Abstract
Purpose: :
Maintanance of adequate intraocular pressure (IOP) control is the mainstay of glaucoma therapy. To achieve this goal in any particular patient, medication regimens often need to be altered. However, prematurely judging a medication to be ineffective or delaying recognition of a truly ineffective medication results in poor patient care. We propose a statistical approach to determine, for an individual patient, the minimum number of measurements required to determine treatment failure.
Methods: :
The intraocular pressures of twenty eyes of 10 patients were obtained by a single examiner on consecutive visits using Goldmann applanation tonometry. For each eye, the IOP measurements were sequentially evaluated to establish a running mean, variance and one–tailed t–statistic. A "goal" IOP was arbitrarily chosen at a level 2 mmHg below the calculated mean for the entire sample set. A one–tailed Students t–test compared IOP measurements from a single eye to an ideal target range (defined by no more than 5% of IOP’s above goal and using the variance of the measured sample as an estimator of the variance of the target range) given a 95% confidence interval.
Results: :
Detection of statistically significant treatment failure was successfully accomplished in all twenty eyes with a mean of 2.9 measurements to detection (range 2 to 7 measurements).
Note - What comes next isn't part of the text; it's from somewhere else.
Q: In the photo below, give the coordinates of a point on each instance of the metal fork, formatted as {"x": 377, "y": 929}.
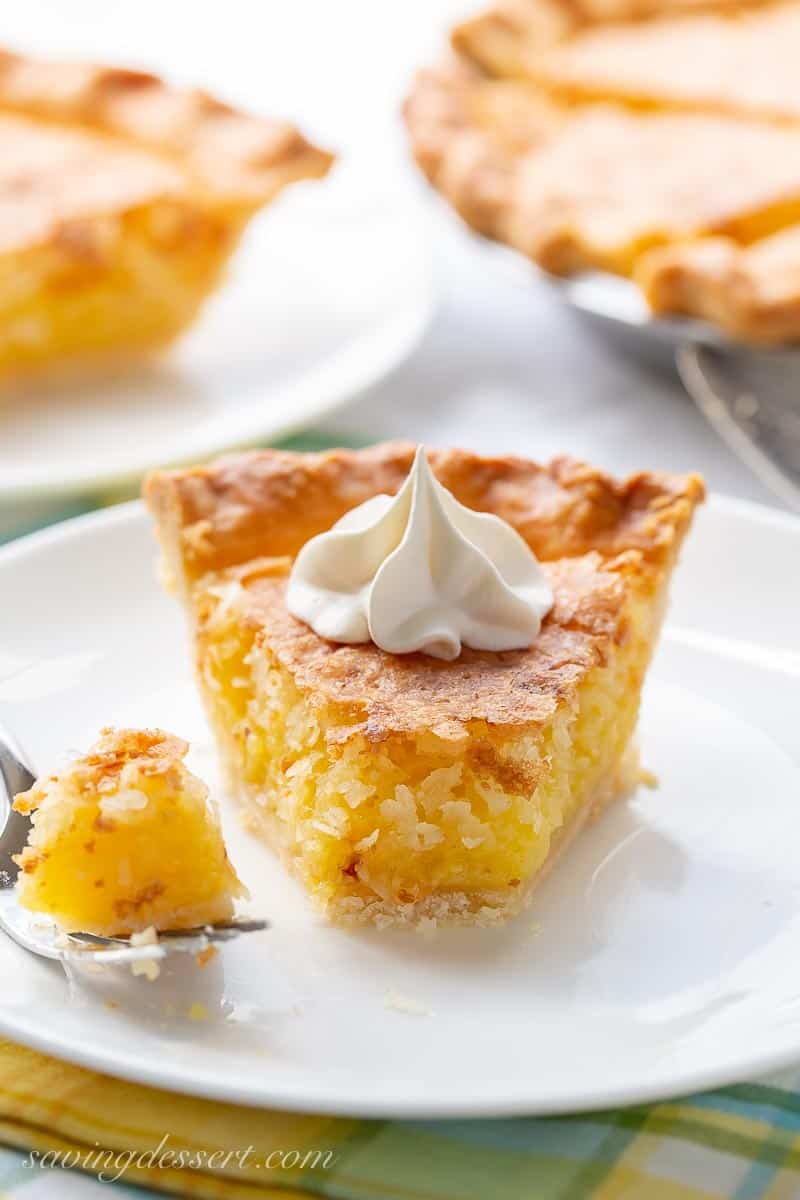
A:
{"x": 43, "y": 939}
Distance between target mean IOP and goal IOP demonstrated a mean of 2.84 (range 0.95 to 5.7) and correlated with sample IOP variance (coefficient of correlation = 0.71).
Conclusions: :
Our study quantifies the idea of a target IOP range rather than a single goal IOP. The mean of this range is necessarily less than the goal IOP and the degree of this difference is a function of the variance of the individual patient’s IOP measurements. We were successful in producing a model which yields a minimum number of IOP measurements required to demonstrate a statistically significant difference between a patient’s measured IOP’s and that patient’s target range.